Reading the documentation the DRV8825 it should be able to do 2.2A with “sufficient additional cooling”. Anyone have a any experience driving these modules at the higher current levels and what external thermal controls (larger heat sinks / min air flow) were needed?
Looking at the module it looks like the bulk of the heat will come out the thermal slug and through the PCB. If so would it be best to mount the modules upside down and add a larger heatsink to the slug? Or is the included mini heatsink on the top of the module enough with a bit of airflow?
We do not have any specific advice for heat sinking, and we generally view adding a heat sink as an advanced modification that should only be made by those who have experience with this kind of thing. As you alluded to, the square pad on the bottom is one location where a heat sink could be added, but we have not characterized how adding a heat sink there compares with adding one to the top of the IC. Also, we have noticed that the headers have a tendency to rub against the current limiting potentiometer when they are soldered in upside down (which it sounds like you might be doing if you mount a heat sink on the bottom pad). Note that this can make it hard to turn, so you might consider adjusting the current limit before soldering in headers. You might still need to do some minor adjustments afterward, but it should still help.

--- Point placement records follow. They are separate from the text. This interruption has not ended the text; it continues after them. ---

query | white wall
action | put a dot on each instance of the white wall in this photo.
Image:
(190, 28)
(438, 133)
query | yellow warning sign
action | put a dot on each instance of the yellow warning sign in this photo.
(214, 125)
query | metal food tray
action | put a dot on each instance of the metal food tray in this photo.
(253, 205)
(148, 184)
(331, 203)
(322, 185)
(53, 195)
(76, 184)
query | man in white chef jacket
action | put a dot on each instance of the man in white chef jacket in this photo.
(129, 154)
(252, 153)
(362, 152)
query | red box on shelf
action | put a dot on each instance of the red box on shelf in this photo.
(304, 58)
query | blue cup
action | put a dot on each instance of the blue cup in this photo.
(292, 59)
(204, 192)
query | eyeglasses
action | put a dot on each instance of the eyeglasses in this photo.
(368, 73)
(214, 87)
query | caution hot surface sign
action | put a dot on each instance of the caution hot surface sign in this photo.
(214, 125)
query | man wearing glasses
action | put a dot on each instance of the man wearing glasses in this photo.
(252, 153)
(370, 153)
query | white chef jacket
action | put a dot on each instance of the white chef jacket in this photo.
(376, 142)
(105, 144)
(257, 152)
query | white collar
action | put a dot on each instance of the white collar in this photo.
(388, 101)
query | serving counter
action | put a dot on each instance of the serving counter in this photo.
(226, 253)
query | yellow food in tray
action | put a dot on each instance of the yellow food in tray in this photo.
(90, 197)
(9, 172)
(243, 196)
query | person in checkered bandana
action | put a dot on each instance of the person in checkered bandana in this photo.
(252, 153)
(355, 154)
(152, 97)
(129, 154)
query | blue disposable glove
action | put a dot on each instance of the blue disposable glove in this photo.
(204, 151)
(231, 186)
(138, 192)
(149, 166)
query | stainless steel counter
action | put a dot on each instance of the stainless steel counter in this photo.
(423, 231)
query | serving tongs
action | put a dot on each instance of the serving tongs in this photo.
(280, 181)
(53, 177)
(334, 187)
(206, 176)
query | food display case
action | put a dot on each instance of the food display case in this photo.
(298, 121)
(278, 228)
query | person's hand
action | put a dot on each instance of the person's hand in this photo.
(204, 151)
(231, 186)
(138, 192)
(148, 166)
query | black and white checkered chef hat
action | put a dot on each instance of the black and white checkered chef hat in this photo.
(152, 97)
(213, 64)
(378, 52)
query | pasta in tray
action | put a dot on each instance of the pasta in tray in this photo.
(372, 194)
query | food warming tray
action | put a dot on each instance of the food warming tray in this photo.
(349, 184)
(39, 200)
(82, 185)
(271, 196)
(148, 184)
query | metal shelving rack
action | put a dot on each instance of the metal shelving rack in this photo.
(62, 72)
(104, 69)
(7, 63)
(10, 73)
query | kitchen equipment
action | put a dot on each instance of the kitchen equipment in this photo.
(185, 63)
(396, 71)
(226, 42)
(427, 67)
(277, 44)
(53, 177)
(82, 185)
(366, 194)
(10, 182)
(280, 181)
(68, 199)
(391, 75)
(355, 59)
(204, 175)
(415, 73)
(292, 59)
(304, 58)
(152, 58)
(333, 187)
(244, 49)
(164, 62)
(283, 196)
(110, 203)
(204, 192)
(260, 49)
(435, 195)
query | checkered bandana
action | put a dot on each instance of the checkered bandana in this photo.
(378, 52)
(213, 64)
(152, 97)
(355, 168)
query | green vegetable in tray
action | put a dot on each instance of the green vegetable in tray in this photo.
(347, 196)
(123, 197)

Please note that getting 2+ amps per coil from this driver is going to require substantial cooling (likely involving forced air flow and a large heat sink), and I am not sure how practical it will be for you to achieve this level of performance from the DRV8825.
Alternatively, you might consider our AMIS-30543 Stepper Motor Driver, which has a higher current rating. Note that it has a different form factor and more complex interface as the DRV8825 carrier, and it is not compatible as a drop in replacement. However, it has some handy features like the ability to change the current limit over SPI (so you can try things like reducing the current when the motor is not spinning and does not need to hold its position).
If you do decide to try our DRV8825 driver with a heat sink, we would certainly be interested to hear about your results.